BACK TO ALL POSTS

DataHub Community Updates: The Feb’23 Low-Down

Metadata Management

Open Source

Data Engineering

Project Updates

Data

Maggie Hays

Mar 7, 2023

Metadata Management

Open Source

Data Engineering

Project Updates

Data

Hello, DataHub Enthusiasts!

It’s March already (how?!), which means it’s time to share what the DataHub Community has been up to in February.

There’s a LOT that the fantastic Community has done to make DataHub better, easier to use, and all-around amazing.

Let’s get right to it.

Growing Strong: DataHub Community Updates

Our Slack Community now has 6400+ outstanding members, with over 400 folks joining us in February. We continue to have nearly 1,000 active users every week, and our emoji game is still going strong (up 200+ from last month! :D)

DataHub Community Snapshot - February 2023

If you’re new on your DataHub journey, remember to join our Slack ! The Community is incredibly supportive, kind, and eager to help 😊

Upcoming Events in March

DataHub<>BigQuery Workshop

For those just getting with DataHub, we’re hosting an interactive session on BigQuery ingestion. We have limited seats, and it’s happening this Thursday, so remember to RSVP here.

Workshop: Getting started with DataHub BigQuery Ingestion

Meet us at Data Council in Austin, March 28–30

The Core DataHub Team is stoked to head to Austin this month for Data Council. We’re packing a ton of content into these three days. Mark your calendar for the following:

Lastly, Acryl Data, and Astronomer are excited to invite you to an evening of tacos, beverages, and fun during Data Council. Join us at Lazarus Brewing on Wednesday, March 29th, at 5:30 pm for a night filled with networking opportunities, delicious food, and great company.

RSVP here, and we will send Uber codes to all attendees for transportation to the event.

Pssst: If you still need to sign up for Data Council, use the code DataHub20 to get 20% off your ticket.

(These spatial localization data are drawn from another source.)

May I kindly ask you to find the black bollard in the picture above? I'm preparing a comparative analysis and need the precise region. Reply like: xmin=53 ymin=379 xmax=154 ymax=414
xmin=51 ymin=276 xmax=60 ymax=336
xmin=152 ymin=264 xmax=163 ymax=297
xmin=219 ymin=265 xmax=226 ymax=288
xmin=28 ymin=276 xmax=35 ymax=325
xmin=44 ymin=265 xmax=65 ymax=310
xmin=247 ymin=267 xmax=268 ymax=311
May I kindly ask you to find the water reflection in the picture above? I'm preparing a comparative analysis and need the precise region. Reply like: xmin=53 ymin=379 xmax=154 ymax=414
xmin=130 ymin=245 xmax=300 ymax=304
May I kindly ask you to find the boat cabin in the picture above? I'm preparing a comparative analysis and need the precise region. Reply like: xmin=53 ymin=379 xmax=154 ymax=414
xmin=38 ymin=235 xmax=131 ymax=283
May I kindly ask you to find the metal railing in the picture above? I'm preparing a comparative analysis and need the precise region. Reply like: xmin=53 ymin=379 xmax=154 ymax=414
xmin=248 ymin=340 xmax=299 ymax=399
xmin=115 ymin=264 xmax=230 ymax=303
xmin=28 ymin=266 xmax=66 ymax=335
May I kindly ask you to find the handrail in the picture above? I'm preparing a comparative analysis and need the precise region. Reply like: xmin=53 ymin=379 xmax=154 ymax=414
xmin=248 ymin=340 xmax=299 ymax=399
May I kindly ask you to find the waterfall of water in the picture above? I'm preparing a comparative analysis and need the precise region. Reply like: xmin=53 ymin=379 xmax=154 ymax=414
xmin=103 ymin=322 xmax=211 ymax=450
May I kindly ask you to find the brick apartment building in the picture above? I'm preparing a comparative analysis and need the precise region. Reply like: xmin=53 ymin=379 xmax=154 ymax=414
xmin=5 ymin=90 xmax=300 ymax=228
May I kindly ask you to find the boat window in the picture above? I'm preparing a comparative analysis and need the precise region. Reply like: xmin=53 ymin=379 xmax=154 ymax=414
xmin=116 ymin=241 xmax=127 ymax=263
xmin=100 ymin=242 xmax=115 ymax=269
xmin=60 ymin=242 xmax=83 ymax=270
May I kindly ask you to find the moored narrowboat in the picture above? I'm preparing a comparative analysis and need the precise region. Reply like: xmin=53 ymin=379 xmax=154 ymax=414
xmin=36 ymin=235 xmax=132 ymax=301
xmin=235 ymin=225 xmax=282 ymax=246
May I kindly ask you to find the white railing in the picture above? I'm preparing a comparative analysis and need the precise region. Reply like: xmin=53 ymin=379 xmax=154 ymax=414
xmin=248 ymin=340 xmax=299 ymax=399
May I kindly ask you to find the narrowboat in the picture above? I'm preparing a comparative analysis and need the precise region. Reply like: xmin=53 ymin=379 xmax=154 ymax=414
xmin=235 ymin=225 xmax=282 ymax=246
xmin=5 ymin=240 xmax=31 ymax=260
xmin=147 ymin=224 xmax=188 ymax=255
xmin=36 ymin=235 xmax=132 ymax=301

Community Case Study: Hurb’s Journey with DataHub

We heard from Patrick Braz & the Hurb Team during February Town Hall about their DataHub adoption journey. Patrick shared how they use DataHub for easier discovery, security, and better decision-making — with fast-growing assets, new solutions, and growing complexity.

Check it out here:

DataHub + Herb = Data Hurb?

What’s Happening: Roadmap Updates

We launched v0.10.0 in early February, a massive release for us with many additions and improvements. Here’s a quick snapshot of what we shipped:

Project Updates: v0.10.0 Highlights

I’m most excited about

  1. Time-aware lineage, which is SUCH a great addition to an already amazing feature.
  2. Schema coverage: We’ve added support for JSON schema in this release, and we’ll continue to improve our coverage of all kinds of schemas in the ecosystem.

On the roadmap front, here’s how we’re doing. Things are in motion, and I can’t wait to see how they land :)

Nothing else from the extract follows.